How to Price Your Rental Property
Rent should be enough to cover the mortgage payment, taxes, insurance, and set a little aside for repairs. However, that’s not the whole picture when it comes to pricing a rental property. You also have to factor local market conditions. Setting the rent too high could cause your property to sit vacant, while pricing it too low could mean losing money.
To price your rental property, compare it to similar homes in the same neighborhood and talk to your trusted Realtor. Don’t just pay attention to the number of bedrooms and bathrooms. A home’s appearance and amenities also affects its rental value. Is your property updated and well-maintained, or is it lackluster compared to rentals at the top of the local price range?
How to Prepare Your Property for Renters
Don’t expect to list your property as-is and fetch top-tier rents — nor top-tier renters. If you want to reap higher profits from your rental property and boost its value, consider investing in affordable upgrades first.
Painting is perhaps the easiest way to make your investment property look clean and inviting. Interior painting is important because it erases old smells, but don’t underestimate the impact of exterior paint. While it’s a big project that can cost thousands depending on square footage, height, and siding material, fresh paint hides the little flaws that make a property look drab from the street and, in turn, makes your property more desirable.
Another project that’s worthwhile (if a bit costly) is replacing kitchen appliances. Many investment properties come with old appliances that have seen lots of wear and tear over the years. Rather than buying top-of-the-line new appliances, save money with gently used appliances in modern finishes like stainless steel and matte black.
If you really want to raise the value of your rental property, install a washer and dryer (installing a dryer costs $396 on average). Doing laundry at a laundromat is expensive, and renters will pay a premium to avoid the cost and inconvenience.
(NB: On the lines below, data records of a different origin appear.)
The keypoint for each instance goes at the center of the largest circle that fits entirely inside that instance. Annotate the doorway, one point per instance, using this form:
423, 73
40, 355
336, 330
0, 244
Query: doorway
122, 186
How (and Where) to Find Good Tenants
These amenities don’t just help investors maximize the monthly rent check. They also help attract quality, long-term tenants. People who care about a home’s condition are more likely to treat it like their own, reducing what you spend on repairs and turnover. Long-term tenants will also be attracted to amenities that are good for families, like an updated kitchen, laundry, and a fenced backyard.
As for where to advertise your rental property, that depends on the local market. In a city where rentals are in high demand, simply putting a sign in the yard could be enough to have renters knocking on your door. However, most landlords have to do a little more legwork to find tenants. In addition to posting on certain rental sites, remember that your Realtor is the best source for help, and many offer rental listing and property management services. Included in a rental listing, the real estate company will screen the tenants, get the security deposit and first month’s rent, coordinate the lease signing, and if the landlord chooses, manage the property.
Renters want more than a place to live — they want a home. Luckily, creating a space that tenants will love is good business for property investors, too. When you invest in your rental property and price it right, you make it easier to find the kind of tenants that make landlording worthwhile.